As the vaccine roll-outs continue, expectations of an economic recovery are building. No two recoveries are exactly alike and given the staged relaxing of restrictions, no one can be certain of the path or speed of the developing return to more normal social and economic conditions. However, as industries reopen, demand for materials and labour will increase. The financial markets have continued to reflect these growing expectations with their upward trajectory and, in many cases,valuations remain at lofty levels. Fears of inflationary pressures have started to come to the forefront, especially in light of the large public and private sector debts accumulated in recent years. Disruptions in supply chains are putting further pressure on prices. Structural differences between employment opportunities and employee qualifications are also present.
As these issues are addressed and demand for goods and services improves, we believe that there will be a perceptible shift into more value related investments from the more growth oriented stocks.
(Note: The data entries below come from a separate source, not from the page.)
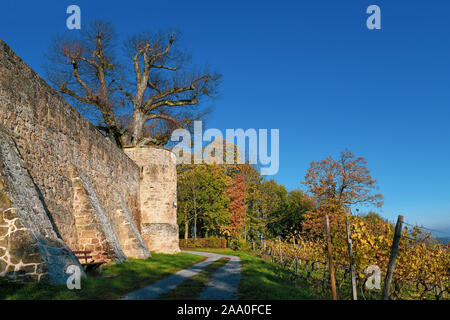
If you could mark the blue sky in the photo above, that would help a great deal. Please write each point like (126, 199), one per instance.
(311, 69)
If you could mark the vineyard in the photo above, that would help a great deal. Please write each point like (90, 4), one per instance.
(422, 266)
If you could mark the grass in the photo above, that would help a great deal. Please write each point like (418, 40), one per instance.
(191, 288)
(262, 280)
(114, 282)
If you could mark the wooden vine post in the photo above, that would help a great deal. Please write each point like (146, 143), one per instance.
(330, 257)
(352, 265)
(296, 259)
(392, 258)
(281, 253)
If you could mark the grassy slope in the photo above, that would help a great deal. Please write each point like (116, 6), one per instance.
(263, 280)
(191, 288)
(115, 281)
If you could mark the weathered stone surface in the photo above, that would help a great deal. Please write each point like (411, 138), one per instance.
(89, 190)
(158, 195)
(53, 138)
(30, 249)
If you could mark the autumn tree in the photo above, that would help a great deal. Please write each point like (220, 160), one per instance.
(202, 198)
(273, 204)
(338, 185)
(298, 204)
(136, 98)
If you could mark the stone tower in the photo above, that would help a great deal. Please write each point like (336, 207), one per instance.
(158, 198)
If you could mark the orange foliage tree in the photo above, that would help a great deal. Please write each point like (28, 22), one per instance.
(337, 185)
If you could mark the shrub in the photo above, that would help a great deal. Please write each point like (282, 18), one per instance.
(212, 242)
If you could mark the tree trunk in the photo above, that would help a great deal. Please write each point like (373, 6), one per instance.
(137, 127)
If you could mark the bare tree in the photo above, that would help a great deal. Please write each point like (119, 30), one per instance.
(137, 98)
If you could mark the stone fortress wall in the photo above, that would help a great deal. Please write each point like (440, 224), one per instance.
(87, 191)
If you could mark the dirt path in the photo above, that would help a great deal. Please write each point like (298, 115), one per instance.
(223, 285)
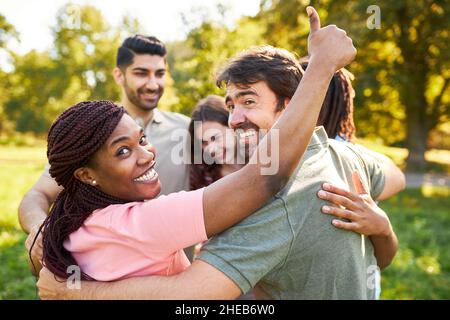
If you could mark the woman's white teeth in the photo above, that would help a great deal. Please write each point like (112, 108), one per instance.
(247, 134)
(149, 175)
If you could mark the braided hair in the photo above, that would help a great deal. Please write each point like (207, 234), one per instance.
(72, 141)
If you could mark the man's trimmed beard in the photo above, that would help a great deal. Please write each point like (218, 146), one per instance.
(133, 97)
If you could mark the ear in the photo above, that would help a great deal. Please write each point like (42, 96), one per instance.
(118, 76)
(86, 175)
(286, 102)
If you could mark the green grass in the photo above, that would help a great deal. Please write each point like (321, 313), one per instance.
(421, 218)
(19, 169)
(437, 161)
(421, 269)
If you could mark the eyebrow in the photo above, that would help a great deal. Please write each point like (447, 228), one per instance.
(122, 138)
(241, 94)
(146, 70)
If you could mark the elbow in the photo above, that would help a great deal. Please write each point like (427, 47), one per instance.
(276, 183)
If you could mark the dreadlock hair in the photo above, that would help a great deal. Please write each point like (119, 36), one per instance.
(336, 114)
(211, 108)
(139, 44)
(72, 141)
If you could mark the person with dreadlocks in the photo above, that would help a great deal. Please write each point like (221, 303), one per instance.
(336, 115)
(101, 221)
(287, 249)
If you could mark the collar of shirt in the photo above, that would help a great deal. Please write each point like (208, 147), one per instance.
(157, 118)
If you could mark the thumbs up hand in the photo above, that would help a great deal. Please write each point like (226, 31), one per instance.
(360, 213)
(329, 46)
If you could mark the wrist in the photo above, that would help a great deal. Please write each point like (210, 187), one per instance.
(321, 66)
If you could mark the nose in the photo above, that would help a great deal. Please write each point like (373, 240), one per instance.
(236, 118)
(211, 149)
(146, 155)
(152, 84)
Royal Bank of Canada, RY-T, Owned personally and by clients, last purchase December 2020, $104.85
The Royal Bank is Canada’s largest financial institution with a market capitalization around $180 billion. The scale of the bank is an advantage in mass-market banking. Management is intent on maintaining their lead and improving market share through investing heavily in technology and its distribution network. Investment is also being directed towards retail growth in the United States. As these investments payoff, the bank should benefit from positive operating leverage leading to greater profitability and future dividend increases. The bank has paid a dividend every year since 1870. As capital restraints are eased following the pandemic, dividend increases and/or share buybacks are likely to recommence. While not the highest, the current yield of 3.4% is attractive and longer term capital appreciation should accrue to patient investors.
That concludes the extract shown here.